AI tools are being applied to tasks such as contract review, invoice matching, and anomaly detection in financial records. In clinical settings, machine learning models can flag documentation gaps, coding inconsistencies, or deviation from clinical protocols across thousands of patient records simultaneously.

Big data introduces new sources of evidence, including external market data, social media signals, and real-time operational feeds, but it also introduces new questions about reliability. Evidence drawn from unverified external sources must be evaluated carefully before it can support an audit conclusion. The PCAOB issued staff guidance in October 2025 specifically addressing how auditors should evaluate the reliability of external information provided in electronic form, which reflects how central these questions have become.
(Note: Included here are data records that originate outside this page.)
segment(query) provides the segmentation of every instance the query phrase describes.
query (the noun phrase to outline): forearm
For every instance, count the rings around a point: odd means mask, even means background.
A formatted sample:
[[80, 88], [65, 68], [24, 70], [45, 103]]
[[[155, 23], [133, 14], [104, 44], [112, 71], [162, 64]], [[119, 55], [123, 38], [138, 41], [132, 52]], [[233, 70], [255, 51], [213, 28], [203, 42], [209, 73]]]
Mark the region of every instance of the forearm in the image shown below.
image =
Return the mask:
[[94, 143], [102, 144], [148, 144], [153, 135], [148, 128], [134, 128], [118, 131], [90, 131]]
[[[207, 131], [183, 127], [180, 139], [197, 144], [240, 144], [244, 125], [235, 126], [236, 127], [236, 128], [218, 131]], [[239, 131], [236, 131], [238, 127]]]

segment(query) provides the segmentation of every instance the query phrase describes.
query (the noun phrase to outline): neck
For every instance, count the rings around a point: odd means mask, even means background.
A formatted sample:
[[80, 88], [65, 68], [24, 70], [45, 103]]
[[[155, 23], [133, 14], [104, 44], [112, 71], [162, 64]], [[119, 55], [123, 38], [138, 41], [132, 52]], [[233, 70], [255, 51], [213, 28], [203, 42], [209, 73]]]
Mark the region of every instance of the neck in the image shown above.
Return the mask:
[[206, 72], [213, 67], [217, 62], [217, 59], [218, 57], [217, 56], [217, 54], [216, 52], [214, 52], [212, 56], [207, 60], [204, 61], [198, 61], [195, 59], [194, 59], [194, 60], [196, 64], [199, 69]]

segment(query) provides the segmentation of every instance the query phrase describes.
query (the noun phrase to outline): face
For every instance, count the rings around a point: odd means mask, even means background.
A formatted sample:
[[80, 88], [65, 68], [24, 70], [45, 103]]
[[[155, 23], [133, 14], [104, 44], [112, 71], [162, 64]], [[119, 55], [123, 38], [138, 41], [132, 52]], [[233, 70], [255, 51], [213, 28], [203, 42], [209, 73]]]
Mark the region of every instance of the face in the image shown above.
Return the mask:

For healthcare organizations using platforms that integrate EHR data with quality reporting, these tools represent an opportunity to make the kind of continuous, evidence-based improvement described throughout this interview far more achievable.

Best Practices for Audit Documentation

Audit documentation is the written record of the procedures performed, the evidence obtained, and the conclusions reached during an audit engagement. Good audit documentation does more than satisfy a compliance requirement. It creates institutional memory, supports quality control, and makes future audits faster and more reliable.

Several practical principles help organizations build strong documentation habits.

Document contemporaneously. Evidence should be recorded as it is gathered, not reconstructed after the fact. Contemporaneous records are more accurate and are treated as more credible during review.

Link evidence to objectives. Each piece of documentation should be clearly connected to the specific assertion or standard it supports. Reviewers should be able to follow the logic from objective to procedure to evidence to conclusion without needing to guess at the connection.

Maintain version control. When documents are updated or superseded, earlier versions should be retained and clearly labeled. This is particularly important for organizations subject to regulatory review.

Standardize working paper formats. Consistent templates for checklists, memos, and testing schedules reduce the risk that important steps are missed and make it easier for a second reviewer to follow the work.

Protect and retain records appropriately. The Sarbanes-Oxley Act sets specific retention requirements for audit documentation of public companies. Healthcare organizations face similar requirements under federal and state regulations. Secure storage, clear access controls, and defined retention schedules are non-negotiable components of a compliant documentation system.

Strong audit documentation is ultimately what makes an evidence-based audit defensible. The quality of the underlying procedures matters, but if those procedures are not documented clearly, the evidence they produced cannot be relied upon with confidence.